Общество обуревали самые разные ожидания. Те, кого больше волновал политический, а не экономический прогресс, видели в земстве основу безграничной народной свободы. Князь Васильчиков, например, хотя от природы отличается флегматичным характером, на какое-то время проникся энтузиазмом и написал следующие слова: «Мы со смелостью, беспримерной в летописях мира, выступили на поприще общественной жизни». Если местное самоуправление в Англии, несмотря на его аристократический характер, создало и сохранило политическую свободу, как это доказали несколько ученых немцев, чего же можно ожидать от институтов гораздо более либеральных и демократических? В Англии никогда не было парламентов графств, а местными делами всегда управляли крупные землевладельцы; тогда как в России у каждого уезда будет свое выборное собрание, где крестьянин будет стоять наравне с богатейшими помещиками. Те, кому привычнее было думать об общественном, а не политическом прогрессе, ждали, что вскоре они увидят страну с хорошими дорогами, прочными мостами, многочисленными деревенскими школами, хорошо оснащенными больницами и всеми остальными необходимыми условиями цивилизации. Сельское хозяйство станет более научным, торговля и промышленность будут быстро развиваться, и материальное, интеллектуальное и нравственное состояние крестьянства значительно улучшится. Осоловелая апатия провинциальной жизни и врожденное безразличие к местным общественным делам вот-вот развеется, думали они; в ожидании этих перемен матери-патриотки брали детей на ежегодные собрания, чтобы с ранних лет приучать их интересоваться общественным благосостоянием.

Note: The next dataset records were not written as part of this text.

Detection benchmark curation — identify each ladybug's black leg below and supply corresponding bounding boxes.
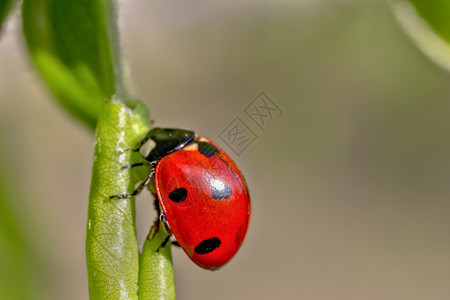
[122,162,151,170]
[109,169,155,199]
[156,235,170,252]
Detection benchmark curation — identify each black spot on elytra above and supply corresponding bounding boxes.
[169,188,187,203]
[197,142,219,157]
[211,184,233,200]
[195,238,221,254]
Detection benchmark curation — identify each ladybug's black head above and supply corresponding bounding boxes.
[141,127,195,162]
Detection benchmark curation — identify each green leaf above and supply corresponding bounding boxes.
[0,0,13,29]
[22,0,122,127]
[409,0,450,42]
[138,223,175,300]
[392,0,450,71]
[86,101,149,299]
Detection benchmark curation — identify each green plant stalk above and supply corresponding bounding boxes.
[138,222,175,300]
[86,101,149,300]
[0,0,13,30]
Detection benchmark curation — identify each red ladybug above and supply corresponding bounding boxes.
[117,128,250,269]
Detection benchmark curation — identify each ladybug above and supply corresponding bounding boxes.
[116,128,250,270]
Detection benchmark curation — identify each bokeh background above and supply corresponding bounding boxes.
[0,0,450,300]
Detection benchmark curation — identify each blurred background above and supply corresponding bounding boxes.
[0,0,450,300]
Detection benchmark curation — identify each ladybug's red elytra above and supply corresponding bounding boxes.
[115,128,250,270]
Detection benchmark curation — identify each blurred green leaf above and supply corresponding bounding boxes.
[22,0,121,128]
[0,150,45,300]
[86,101,149,299]
[138,223,175,300]
[409,0,450,42]
[392,0,450,71]
[0,0,13,29]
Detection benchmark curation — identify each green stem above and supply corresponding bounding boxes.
[138,223,175,300]
[86,101,149,299]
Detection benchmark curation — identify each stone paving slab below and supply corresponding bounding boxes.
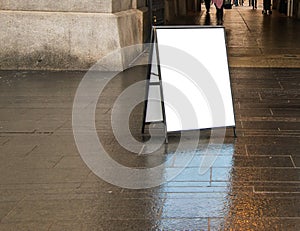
[0,3,300,231]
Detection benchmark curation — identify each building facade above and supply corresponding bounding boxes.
[0,0,148,70]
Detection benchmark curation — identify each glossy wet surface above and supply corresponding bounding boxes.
[0,4,300,230]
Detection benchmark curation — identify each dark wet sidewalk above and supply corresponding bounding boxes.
[0,4,300,231]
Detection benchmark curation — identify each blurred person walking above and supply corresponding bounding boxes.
[212,0,224,25]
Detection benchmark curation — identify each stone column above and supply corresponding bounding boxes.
[0,0,147,70]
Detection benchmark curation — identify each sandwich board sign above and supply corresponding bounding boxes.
[142,26,236,141]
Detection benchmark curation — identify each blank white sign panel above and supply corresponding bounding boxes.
[147,27,235,132]
[145,47,163,123]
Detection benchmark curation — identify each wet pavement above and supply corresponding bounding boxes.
[0,5,300,230]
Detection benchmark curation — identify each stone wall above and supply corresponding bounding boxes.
[0,0,147,70]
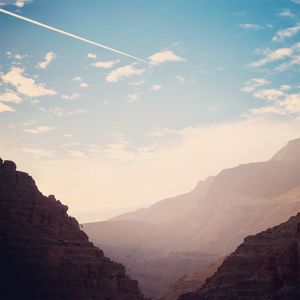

Понятно, что эти завышенные ожидания не оправдались. С самого начала существовало недопонимание относительно характера и функций новых институтов. В короткий период всеобщего энтузиазма по поводу реформ высокие сановники неосмотрительно употребили несколько расплывчатых либеральных фраз, которые тогда были в моде, однако они никогда всерьез не собирались давать младенцу, коего приносили в мир, долю в управлении страной; и как только они приступили к практическим реформам, их сентиментальный либерализм сразу же испарился, а примиренческий дух быстро пошел на убыль. Поэтому, когда это бойкое дитя проявило естественное желание выйти за рамки возложенных на него скромных функций, суровые родители одернули его и поставили на место. Первый публичный выговор прозвучал в столице. Губернское собрание Санкт-Петербурга, выказавшее желание играть роль в политике, было незамедлительно закрыто министром внутренних дел, а некоторых из его депутатов временно сослали в деревенские поместья.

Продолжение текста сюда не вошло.